A jury at Leicester Crown Court was told that Ross McCullum killed Megan Newborough at his home and immediately staged a “calculated and carefully executed” cover-up, including leaving phone messages professing love and supposed concern for her.
McCullum, 30, admits manslaughter but denies murdering 23-year-old Miss Newborough, claiming a “loss of control” or abnormality of mind meant he was not able to form an intent to cause serious harm.
Opening the prosecution’s case on Tuesday, John Cammegh KC said the victim first met McCullum in late June last year at Leicestershire-based brick company Ibstock, where she worked in human resources.
Alleging that McCullum murdered Miss Newborough after she drove to her co-worker’s home on the evening of Friday August 6 last year, Mr Cammegh said the pair had exchanged flirtatious messages during the previous weeks.
The prosecutor told the court: “The Crown’s case is that sometime between about 8.15pm and 8.50pm… the defendant, Ross McCullum, murdered Megan Newborough at his home address in Coalville, Leicestershire.
“The Crown’s case is that the violent manner of Megan’s death leaves no room for doubt that the defendant intended to do so.”
Jurors were told that Miss Newborough had been in “a relationship of sorts” with McCullum for about a month by the time she was killed, after exchanging thousands of WhatsApp messages with him.
During the brief relationship, Miss Newborough is said to have “indulged the defendant with nothing but empathy, kindness and endless patience”.
The court heard that she set off from her parents’ home in Nuneaton, Warwickshire, at 7.30pm on August 6 in her Citroen C3, which McCullum later used to move her body.
Detailing the evidence the Crown intends to rely on, Mr Cammegh told the jury: “On Friday 6th August, the defendant and Megan Newborough arranged at short notice via the WhatsApp messaging app to meet that same evening.
“He would have shown her into the front room. And at some point within the next 30 to 40 minutes he attacked her with great violence.”
Mr Cammegh went on: “First, he strangled her with his bare hands. Following her death, Megan’s body would be examined by a forensic pathologist, Dr Frances Hollingbury, who you will hear from later in this trial.
“She concluded that ‘pressure to the neck’, or strangulation, was the cause of Megan’s death.”
The jury heard that McCullum, of Windsor Close, Coalville, told police after his arrest that he had cut his victim’s throat with a knife to “make sure” she was dead.
Post-mortem tests carried out after Megan’s body was discovered near Woodhouse Eaves in Leicestershire found 14 neck wounds.
McCullum is also alleged to have attempted to clean up bloodstains on a carpet and fetched himself a change of clothing before disposing of Miss Newborough’s body and leaving her vehicle in a car park in Loughborough.
Mr Cammegh told the jury: “As I have mentioned to you, the defendant accepts he killed Megan but he denies murder.
“You may be wondering what his defence is.
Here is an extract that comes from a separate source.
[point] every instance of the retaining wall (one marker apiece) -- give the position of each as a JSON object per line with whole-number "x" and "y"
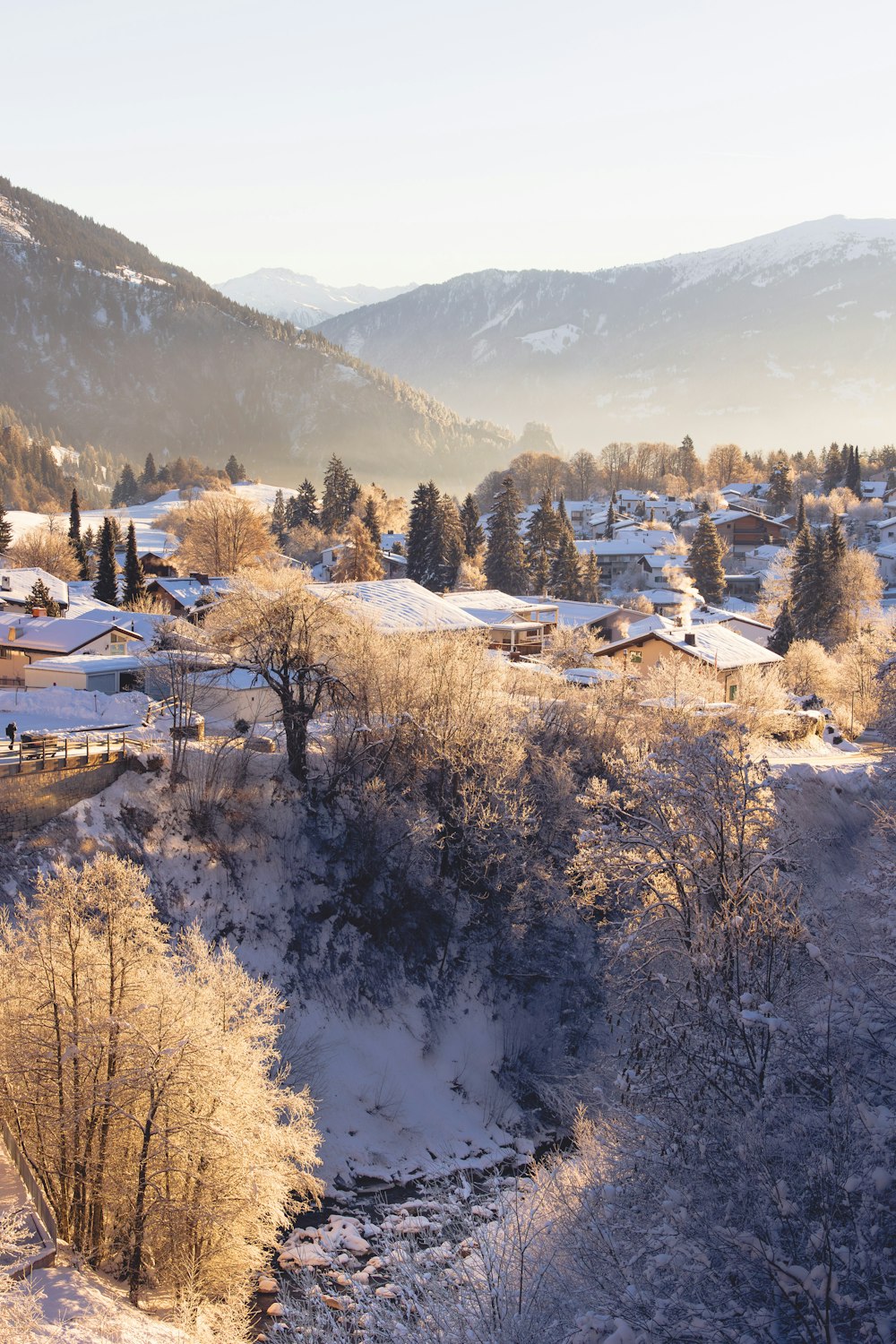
{"x": 32, "y": 798}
In essence he says that he was incapable, either through a temporary loss of control or an abnormality of the mind, to form the intent to kill her or to do her really serious harm.
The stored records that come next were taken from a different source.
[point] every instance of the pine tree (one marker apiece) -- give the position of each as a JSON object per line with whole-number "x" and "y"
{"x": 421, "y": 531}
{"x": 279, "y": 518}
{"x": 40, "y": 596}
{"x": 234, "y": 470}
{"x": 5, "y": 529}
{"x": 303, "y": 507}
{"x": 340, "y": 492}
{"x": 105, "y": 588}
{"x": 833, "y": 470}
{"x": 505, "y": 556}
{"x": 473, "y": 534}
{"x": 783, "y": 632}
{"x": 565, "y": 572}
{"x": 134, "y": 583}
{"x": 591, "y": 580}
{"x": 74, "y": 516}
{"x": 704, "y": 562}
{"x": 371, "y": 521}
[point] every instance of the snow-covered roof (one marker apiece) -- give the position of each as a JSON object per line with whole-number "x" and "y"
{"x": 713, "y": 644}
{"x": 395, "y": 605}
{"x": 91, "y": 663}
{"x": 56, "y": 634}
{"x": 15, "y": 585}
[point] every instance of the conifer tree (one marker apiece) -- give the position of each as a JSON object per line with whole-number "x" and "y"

“Given that defence you may wish to consider the relevance of the defendant’s behaviour from the moment when he strangled Megan, throughout the night that followed and into the next day.
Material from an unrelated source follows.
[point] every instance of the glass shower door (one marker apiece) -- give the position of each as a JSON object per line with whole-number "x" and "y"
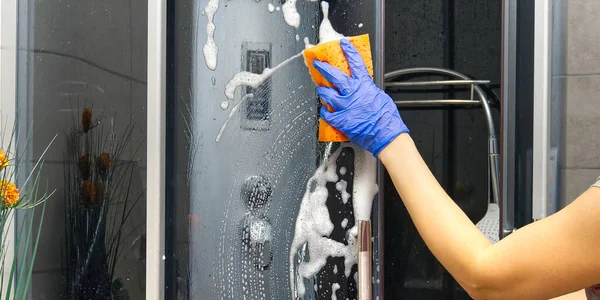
{"x": 242, "y": 152}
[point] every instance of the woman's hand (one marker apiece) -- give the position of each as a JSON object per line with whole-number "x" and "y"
{"x": 363, "y": 112}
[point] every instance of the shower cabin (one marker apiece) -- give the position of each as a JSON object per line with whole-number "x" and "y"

“The Crown’s case is that the defendant embarked immediately upon a series of deliberate actions carefully calculated and carefully executed to cover up Megan’s murder and his role in it.
“The Crown say this behaviour conclusively exposes the fact that he was not momentarily struck by an irresistible wave of emotion or some other disability of the mind, committing a terrible act in difficult circumstances, but that he was a cunning and resourceful murderer.”
During the prosecution’s opening speech, the jury was told “inappropriate” behaviour by McCullum was noticed by his workplace boss on August 5 and 6.Mr Cammegh said the killer, a former labourer and cleaner, had joined Ibstock’s laboratory around 18 months before.
On the day of the killing, the manager “became troubled by the defendant’s increasingly juvenile behaviour”, which included throwing clay around the room, the court heard.
The Crown’s opening speech will continue on Wednesday.